Save and sign – clinical workflow documents
Don’t forget to save your records if you are leaving your computer unattended.
See the flowchart below to find out the correct pathway to follow when inputting documentation.
Trust-wide Unity implementation update – Issue 4 – Top Tips
All inpatient services in community facilities and hospitals are now live. We start outpatient go live at 6am on Monday. Thank you for your help to make the start of go live fortnight a success.
Top Five Tips
A few common issues have been picked up so far. Please take note of the following top tips:
- Don’t forget to save and sign your records
Sign and save your entries in Unity to ensure your colleagues can see your notes. Notes and additions to patient records in Unity must be signed and saved on the system for them to become visible against patient records. If you fail to save and sign before you tap out you run the risk of losing data. Today we have 3096 unsigned document entries which cannot be seen by other colleagues. Congratulations to M2, D7, Sandwell Critical Care and P5 for having less than 10 unsigned documents in a whole day.

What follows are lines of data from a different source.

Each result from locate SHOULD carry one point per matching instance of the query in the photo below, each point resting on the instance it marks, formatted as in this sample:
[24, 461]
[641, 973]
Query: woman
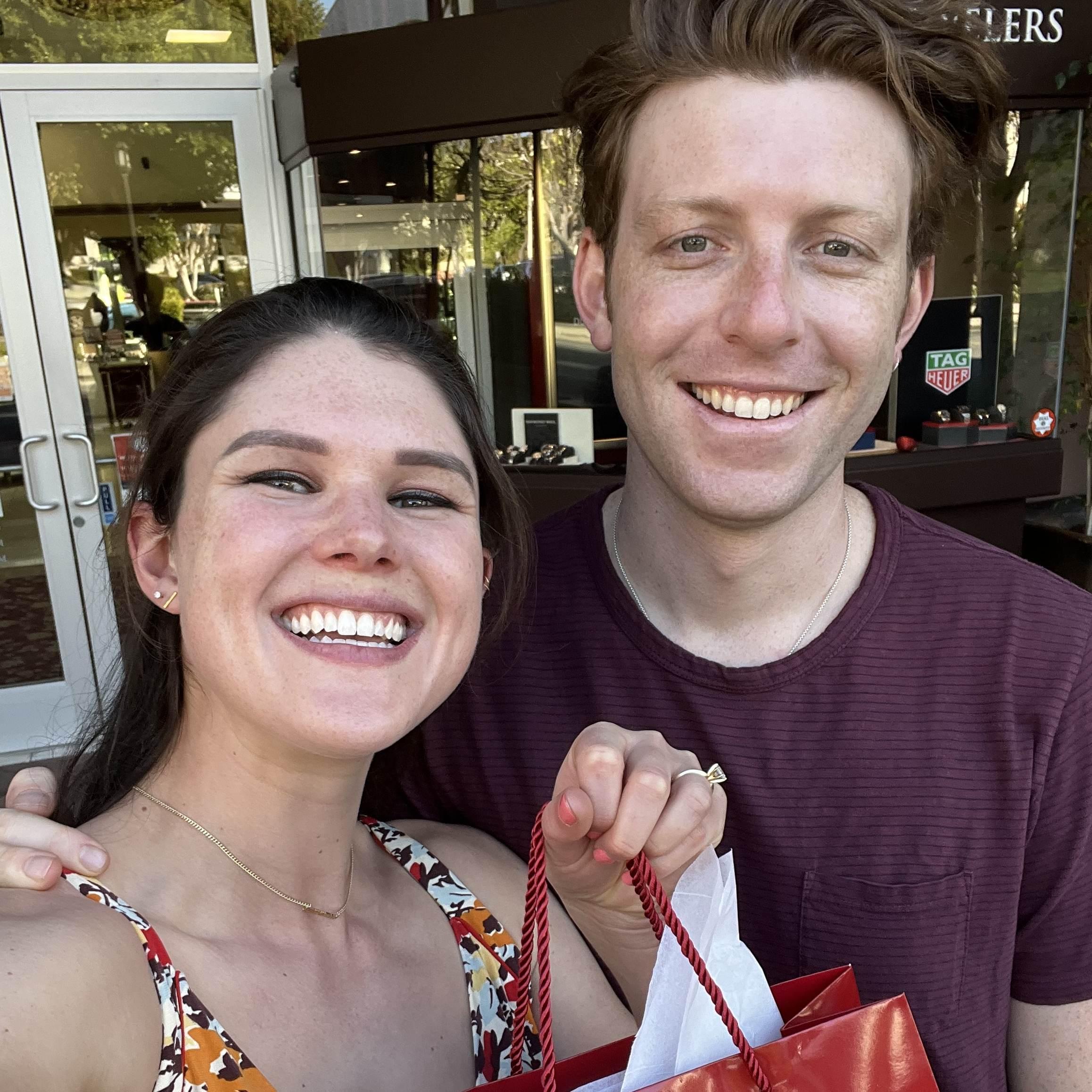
[316, 522]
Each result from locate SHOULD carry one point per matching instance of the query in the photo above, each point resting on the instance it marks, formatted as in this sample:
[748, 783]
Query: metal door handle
[28, 484]
[80, 438]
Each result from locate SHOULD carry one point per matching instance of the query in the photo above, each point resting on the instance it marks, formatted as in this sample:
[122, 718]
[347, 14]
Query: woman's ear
[150, 553]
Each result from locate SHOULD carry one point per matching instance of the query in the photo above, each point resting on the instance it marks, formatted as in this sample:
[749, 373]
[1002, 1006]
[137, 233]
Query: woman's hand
[615, 795]
[33, 849]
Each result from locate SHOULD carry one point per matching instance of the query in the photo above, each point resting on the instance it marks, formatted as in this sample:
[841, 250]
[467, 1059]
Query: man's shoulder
[961, 569]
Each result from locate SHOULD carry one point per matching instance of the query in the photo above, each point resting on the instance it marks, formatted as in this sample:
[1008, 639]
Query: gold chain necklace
[235, 861]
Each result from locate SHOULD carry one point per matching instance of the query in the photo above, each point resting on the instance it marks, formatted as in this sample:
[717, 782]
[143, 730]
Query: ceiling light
[209, 37]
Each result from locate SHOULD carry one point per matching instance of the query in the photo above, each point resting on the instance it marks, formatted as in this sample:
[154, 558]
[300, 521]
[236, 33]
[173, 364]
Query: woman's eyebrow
[424, 457]
[275, 438]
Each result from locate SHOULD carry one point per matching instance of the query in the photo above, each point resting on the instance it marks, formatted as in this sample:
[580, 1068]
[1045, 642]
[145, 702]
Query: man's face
[758, 294]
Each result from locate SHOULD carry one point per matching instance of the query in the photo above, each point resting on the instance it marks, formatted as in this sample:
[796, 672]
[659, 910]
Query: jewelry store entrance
[127, 222]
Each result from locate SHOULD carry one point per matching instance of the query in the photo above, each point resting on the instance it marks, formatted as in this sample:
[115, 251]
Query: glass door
[46, 674]
[141, 219]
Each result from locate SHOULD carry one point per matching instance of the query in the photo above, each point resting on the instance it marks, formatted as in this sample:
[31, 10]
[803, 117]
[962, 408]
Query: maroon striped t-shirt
[910, 793]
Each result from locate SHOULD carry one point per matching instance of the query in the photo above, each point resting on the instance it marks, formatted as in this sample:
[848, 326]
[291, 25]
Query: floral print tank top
[199, 1055]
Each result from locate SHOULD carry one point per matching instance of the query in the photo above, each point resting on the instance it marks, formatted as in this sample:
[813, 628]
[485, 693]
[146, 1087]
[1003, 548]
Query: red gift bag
[829, 1043]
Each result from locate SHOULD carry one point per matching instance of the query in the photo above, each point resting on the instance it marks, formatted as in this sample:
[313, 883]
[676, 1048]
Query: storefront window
[1001, 277]
[138, 31]
[454, 231]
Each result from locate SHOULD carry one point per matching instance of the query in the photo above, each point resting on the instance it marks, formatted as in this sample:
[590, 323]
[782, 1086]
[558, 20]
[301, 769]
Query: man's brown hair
[928, 58]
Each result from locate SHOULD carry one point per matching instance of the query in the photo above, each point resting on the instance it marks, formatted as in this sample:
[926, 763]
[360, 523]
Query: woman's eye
[289, 483]
[694, 244]
[420, 499]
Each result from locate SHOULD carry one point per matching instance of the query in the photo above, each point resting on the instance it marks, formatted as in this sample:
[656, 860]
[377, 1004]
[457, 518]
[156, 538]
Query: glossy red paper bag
[829, 1042]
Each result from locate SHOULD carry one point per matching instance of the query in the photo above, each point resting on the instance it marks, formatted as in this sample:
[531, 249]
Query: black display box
[951, 361]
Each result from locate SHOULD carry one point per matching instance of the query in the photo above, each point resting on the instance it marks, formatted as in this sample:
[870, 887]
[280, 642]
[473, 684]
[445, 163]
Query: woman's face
[328, 554]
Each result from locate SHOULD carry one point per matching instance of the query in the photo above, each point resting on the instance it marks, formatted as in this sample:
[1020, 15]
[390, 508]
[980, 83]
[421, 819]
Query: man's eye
[419, 498]
[280, 480]
[694, 244]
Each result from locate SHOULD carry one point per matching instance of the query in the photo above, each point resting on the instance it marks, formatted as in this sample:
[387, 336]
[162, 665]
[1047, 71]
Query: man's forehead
[816, 142]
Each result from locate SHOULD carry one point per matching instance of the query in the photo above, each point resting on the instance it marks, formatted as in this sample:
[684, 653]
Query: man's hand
[33, 849]
[615, 795]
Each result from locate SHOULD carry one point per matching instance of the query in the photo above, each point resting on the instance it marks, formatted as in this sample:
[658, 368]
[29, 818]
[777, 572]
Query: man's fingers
[33, 790]
[20, 830]
[29, 869]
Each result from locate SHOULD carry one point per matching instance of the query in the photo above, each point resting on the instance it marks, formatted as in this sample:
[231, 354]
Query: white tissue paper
[681, 1030]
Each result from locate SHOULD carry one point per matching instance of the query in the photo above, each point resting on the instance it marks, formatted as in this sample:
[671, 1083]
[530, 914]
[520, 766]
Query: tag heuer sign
[948, 369]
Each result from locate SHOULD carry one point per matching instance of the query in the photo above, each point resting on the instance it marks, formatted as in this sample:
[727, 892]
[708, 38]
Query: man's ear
[590, 291]
[922, 283]
[150, 553]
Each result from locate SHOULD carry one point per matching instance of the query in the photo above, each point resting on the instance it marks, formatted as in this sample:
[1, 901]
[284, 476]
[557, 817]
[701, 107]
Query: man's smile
[737, 402]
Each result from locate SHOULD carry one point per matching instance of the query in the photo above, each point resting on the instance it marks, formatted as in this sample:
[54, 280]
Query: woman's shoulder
[77, 996]
[488, 868]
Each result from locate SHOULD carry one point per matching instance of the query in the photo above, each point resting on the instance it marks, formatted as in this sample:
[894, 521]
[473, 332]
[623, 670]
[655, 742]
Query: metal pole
[1069, 264]
[545, 274]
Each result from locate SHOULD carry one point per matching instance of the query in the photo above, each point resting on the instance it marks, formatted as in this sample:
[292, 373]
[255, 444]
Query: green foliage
[173, 304]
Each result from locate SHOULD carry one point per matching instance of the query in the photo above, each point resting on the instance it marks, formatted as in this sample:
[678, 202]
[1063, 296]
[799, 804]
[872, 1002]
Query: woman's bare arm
[79, 1010]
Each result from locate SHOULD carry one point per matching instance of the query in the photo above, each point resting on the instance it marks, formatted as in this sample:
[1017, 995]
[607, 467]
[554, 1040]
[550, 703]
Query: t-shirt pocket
[901, 938]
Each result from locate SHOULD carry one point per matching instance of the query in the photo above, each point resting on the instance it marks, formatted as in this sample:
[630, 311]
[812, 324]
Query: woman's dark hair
[138, 724]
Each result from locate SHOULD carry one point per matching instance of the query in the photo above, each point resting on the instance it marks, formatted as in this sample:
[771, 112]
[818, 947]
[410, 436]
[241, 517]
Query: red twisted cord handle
[645, 879]
[658, 910]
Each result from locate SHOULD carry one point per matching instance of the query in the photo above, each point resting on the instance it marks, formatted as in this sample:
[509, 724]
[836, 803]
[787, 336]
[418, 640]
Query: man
[902, 712]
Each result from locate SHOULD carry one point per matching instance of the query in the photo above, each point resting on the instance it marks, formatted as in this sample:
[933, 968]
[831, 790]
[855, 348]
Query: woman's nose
[358, 532]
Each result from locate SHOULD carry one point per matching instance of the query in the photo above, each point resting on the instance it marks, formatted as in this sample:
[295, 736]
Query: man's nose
[358, 532]
[761, 309]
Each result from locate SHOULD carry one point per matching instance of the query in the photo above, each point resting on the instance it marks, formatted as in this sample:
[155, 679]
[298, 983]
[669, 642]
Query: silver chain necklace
[815, 617]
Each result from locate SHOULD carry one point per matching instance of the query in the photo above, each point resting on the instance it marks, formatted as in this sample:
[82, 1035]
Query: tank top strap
[198, 1055]
[488, 952]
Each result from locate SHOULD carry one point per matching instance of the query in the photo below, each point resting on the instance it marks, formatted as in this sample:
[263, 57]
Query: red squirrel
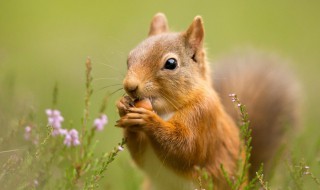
[174, 119]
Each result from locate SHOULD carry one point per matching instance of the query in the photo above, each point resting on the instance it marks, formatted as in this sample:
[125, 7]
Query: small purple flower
[27, 132]
[71, 138]
[100, 122]
[120, 148]
[54, 119]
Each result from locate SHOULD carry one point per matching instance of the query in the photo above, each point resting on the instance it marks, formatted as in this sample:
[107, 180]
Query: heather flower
[100, 122]
[54, 119]
[71, 138]
[27, 132]
[120, 148]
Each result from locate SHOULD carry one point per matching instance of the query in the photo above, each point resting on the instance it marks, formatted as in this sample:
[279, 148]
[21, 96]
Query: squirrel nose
[131, 88]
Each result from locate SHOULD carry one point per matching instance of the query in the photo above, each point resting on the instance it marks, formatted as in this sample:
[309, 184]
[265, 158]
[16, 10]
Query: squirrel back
[188, 127]
[270, 93]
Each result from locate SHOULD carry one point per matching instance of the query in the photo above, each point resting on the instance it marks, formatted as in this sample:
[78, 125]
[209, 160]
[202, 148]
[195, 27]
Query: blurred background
[44, 42]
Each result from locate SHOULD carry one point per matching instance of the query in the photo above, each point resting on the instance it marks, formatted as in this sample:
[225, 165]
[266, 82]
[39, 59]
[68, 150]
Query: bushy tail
[270, 94]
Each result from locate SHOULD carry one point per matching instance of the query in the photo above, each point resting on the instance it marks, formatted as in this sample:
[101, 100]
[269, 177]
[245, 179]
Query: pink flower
[71, 138]
[120, 148]
[27, 132]
[54, 120]
[100, 122]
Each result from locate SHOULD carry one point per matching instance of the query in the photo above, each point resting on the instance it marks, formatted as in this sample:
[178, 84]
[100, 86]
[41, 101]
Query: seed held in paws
[144, 103]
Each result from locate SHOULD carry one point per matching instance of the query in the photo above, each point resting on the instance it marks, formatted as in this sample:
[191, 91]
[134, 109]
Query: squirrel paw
[123, 105]
[138, 118]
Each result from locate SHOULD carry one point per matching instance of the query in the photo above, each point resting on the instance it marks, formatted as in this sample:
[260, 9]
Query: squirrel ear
[195, 32]
[158, 24]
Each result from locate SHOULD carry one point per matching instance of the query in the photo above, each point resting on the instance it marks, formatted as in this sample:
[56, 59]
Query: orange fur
[188, 127]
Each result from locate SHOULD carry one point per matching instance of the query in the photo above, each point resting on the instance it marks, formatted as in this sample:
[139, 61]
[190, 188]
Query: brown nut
[144, 103]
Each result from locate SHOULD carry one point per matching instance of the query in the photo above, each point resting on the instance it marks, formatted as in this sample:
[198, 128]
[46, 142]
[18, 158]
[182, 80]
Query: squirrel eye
[171, 64]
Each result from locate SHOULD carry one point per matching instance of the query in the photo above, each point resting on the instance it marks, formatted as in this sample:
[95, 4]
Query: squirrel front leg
[172, 141]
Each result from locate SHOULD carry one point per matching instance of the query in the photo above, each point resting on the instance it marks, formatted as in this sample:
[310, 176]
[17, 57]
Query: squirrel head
[168, 68]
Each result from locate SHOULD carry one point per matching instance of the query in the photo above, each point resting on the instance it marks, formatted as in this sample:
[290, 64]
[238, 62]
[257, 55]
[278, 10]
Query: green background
[43, 42]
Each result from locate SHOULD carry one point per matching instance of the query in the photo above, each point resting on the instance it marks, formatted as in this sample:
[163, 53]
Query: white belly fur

- Completing VTE assessments in Unity
Currently we have 17 patients with missing VTE assessments. VTE assessments are critical to providing safe patient care. All patients who require a VTE assessment must have this completed within six hours of the patient being admitted, in line with our Safety Plan. VTE assessments should be entered into Unity in real-time. Failure to process VTE assessments will result in a ‘hard stop’, effectively preventing a patient from progressing through to discharge home.
- Administering medication: Ensure you scan the patient wristband
Today, at City Hospital, which went live yesterday, 161 medications have been administered without scanning the barcode on the patient’s wristband. Our best performers are City ED and D28 with just one such error. Colleagues are reminded that when carrying out medication administration, patient wristbands must be scanned. This is the long barcode next to the RXK number and not the square QR code in the centre of the wristband. This is different to the workflow you may have followed in the play domain.
Bypassing wristband barcode scanning poses a risk to positive patient identification.
- Results endorsement
It is important that all colleagues are familiar with the process for endorsing results in Unity, both for laboratory and imaging reports. Congratulations to City AMU1 who have endorsed correctly 25% of issued results which is the best current performance in the Trust. During next week this indicator is one that we all need to focus on in order to improve the safety of the care we provide.
The following QRGs on Connect can be referred to for help:
- MC03 – Endorsing results in message centre
- RT07 – Reviewing results
- RT08 – Viewing and forwarding results
- RT10 – Endorsing results
Results for tests such as radiology and pathology returned after 16 September are logged within Unity. However, if results for tests were returned before 16 September, you will find these in CDA/CSS.
- Documenting samples when collecting bloods in Unity
Remember when you are collecting bloods you must first print the label then take the blood sample and finally, mark the sample as collected within Unity. If you do not do this it is not possible to endorse the result when it is returned to the hospital from the laboratory. Over half of yesterday’s samples were collected with this omission.